Assim, se há chances de algum meteoro errante chocar-se conosco e destruir tudo o que conhecemos e dê início a um dramático reordenamento da vida na Terra — caso alguma forma de vida dentro dela sobreviva –, também existe a inequívoca e aparentemente inevitável possibilidade que este meteoro seja, na verdade, uma alegoria de um glorioso tiro no próprio pé.

Essa conversa aleatória com minha amiga foi em algum ponto perdido de 2014. Agora, em 2016, os cientistas apresentaram o que entendem como uma proposta para resolver um dos maiores paradoxos propostos pela ciência: o Paradoxo de Fermi. Ele questiona: se existem tantas galáxias pelo Universo, e todas elas com centenas de bilhões de sóis, e muitos dessas estrelas com dezenas de milhares de planetas na chamada “zona habitável”, e estes planetas com algumas das condições ideais para a formação da vida, porque diabos ainda não encontramos sequer seres unicelulares por aí?

O já citado Sagan também dizia: “Às vezes acredito que há vida em outros planetas às vezes eu acredito que não. Em qualquer dos casos, a conclusão é assombrosa.” É assombrosa porque, caso não haja formas de vida por aí, todo o Universo seria, nas palavras do próprio Sagan,“um grande desperdício de espaço”. E mais ainda: se não há mais nada nem ninguém lá fora, por que apenas aqui? O que se fez tão especial para que fôssemos tão ‘únicos’?

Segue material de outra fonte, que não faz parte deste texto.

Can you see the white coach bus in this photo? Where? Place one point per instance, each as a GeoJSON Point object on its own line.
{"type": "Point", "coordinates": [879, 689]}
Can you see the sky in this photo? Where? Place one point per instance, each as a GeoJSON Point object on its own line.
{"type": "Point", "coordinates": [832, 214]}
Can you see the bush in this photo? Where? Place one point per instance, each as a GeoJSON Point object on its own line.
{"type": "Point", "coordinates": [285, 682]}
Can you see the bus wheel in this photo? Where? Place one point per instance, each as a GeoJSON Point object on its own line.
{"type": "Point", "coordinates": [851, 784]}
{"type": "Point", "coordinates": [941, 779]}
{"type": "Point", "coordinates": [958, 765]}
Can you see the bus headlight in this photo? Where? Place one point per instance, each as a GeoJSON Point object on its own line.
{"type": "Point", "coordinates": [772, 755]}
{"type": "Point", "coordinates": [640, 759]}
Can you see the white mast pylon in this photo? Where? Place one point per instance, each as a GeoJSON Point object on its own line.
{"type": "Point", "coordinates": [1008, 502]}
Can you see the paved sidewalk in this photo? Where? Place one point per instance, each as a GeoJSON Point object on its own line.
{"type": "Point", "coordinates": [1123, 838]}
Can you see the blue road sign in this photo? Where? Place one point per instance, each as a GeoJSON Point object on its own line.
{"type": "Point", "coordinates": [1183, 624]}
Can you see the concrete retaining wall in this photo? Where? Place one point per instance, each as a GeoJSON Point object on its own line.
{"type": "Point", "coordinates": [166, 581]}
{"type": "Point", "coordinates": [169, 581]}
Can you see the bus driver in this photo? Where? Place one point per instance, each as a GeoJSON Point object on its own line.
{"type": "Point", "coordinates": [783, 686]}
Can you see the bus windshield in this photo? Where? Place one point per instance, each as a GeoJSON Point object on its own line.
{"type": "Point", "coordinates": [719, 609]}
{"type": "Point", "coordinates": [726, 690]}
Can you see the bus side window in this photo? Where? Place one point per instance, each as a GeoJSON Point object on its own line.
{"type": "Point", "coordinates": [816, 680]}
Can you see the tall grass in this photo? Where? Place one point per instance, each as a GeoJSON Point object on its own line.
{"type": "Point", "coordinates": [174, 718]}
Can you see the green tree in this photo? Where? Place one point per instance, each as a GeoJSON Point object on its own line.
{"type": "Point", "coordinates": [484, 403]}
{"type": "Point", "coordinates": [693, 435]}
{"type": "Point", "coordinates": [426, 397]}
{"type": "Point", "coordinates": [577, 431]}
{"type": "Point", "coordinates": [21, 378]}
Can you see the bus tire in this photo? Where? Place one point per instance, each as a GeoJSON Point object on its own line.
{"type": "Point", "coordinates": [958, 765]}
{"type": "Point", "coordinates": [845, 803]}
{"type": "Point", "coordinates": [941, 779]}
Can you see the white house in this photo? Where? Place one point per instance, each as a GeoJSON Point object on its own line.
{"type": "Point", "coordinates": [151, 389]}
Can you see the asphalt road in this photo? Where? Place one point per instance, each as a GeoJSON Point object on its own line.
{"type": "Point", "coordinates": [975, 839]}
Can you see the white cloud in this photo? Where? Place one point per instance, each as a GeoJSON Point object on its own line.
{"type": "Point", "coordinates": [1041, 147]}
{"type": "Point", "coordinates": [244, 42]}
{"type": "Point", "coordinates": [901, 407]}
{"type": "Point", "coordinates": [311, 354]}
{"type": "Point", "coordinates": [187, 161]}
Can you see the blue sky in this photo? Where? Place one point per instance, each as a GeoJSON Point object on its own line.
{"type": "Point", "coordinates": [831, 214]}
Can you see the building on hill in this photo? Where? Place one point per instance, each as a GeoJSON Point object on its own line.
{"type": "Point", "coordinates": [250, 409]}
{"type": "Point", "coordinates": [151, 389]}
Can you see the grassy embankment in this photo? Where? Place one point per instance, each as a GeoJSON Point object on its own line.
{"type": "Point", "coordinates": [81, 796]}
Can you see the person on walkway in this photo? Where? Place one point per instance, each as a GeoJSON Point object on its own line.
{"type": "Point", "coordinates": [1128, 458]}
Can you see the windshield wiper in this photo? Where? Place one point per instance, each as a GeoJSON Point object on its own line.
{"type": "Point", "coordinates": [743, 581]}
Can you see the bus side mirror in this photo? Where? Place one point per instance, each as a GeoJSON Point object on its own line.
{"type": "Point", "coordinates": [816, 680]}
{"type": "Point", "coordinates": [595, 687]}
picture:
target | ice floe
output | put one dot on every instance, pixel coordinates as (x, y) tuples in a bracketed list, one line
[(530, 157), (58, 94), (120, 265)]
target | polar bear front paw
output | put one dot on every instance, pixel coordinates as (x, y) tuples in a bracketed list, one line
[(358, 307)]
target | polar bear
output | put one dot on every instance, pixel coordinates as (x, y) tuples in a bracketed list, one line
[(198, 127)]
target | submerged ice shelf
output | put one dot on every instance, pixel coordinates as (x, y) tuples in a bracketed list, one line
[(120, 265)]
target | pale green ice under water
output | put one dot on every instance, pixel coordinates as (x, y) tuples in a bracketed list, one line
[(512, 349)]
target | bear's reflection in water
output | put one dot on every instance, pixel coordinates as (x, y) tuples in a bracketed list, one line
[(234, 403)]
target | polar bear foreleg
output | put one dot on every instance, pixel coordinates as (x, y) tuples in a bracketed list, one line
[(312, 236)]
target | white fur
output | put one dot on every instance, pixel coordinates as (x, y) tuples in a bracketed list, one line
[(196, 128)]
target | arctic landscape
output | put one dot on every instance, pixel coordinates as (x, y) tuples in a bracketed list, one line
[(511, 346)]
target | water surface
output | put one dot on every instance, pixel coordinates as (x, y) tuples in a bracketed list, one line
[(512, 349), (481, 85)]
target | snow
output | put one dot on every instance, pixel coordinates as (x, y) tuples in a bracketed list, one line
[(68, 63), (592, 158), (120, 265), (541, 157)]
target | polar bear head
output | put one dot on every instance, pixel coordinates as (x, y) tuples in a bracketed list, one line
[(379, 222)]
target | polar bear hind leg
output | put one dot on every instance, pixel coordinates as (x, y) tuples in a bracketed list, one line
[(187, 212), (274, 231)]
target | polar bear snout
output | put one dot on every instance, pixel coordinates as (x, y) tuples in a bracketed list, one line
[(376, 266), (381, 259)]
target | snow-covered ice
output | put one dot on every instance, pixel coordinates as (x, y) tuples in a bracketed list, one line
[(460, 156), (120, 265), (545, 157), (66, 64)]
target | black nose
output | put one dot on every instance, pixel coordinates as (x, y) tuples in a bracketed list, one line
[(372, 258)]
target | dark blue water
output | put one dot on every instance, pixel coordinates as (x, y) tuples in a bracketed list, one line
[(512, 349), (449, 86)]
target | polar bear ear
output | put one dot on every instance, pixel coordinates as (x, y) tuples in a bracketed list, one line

“Não há nenhum indício de que, de algum outro mundo, virá socorro que nos salve de nós mesmos.” (Carl Sagan)

 

Eis o ponto crucial do paradoxo. Mas os cientistas, incansáveis, apresentaram outra forma de pensar: a Hipótese do Gargalo de Gaia. Em linhas gerais, ela sugere uma espécie de solução teórica ao Paradoxo de Fermi. Não é que nós sejamos únicos e especiais, criações de um deus maravilhoso, sábio e inescrutável; ou ainda que a vida, em suas mais variadas ou imaginadas formas, seja raríssima e até impossível; o que seria raro é que as condições planetárias que permitam a continuidade da vida em formação sejam tão prolongadas a ponto dela desenvolver-se até chegar em estado de vida inteligente, por exemplo. A hipótese defende que a vida pode e deve existir por aí, mas possivelmente será ou já foi morta por qualquer fatalidade cósmica: instabilidade de clima, efeitos-estufa descontrolados, meteoros caçadores de dinossauros…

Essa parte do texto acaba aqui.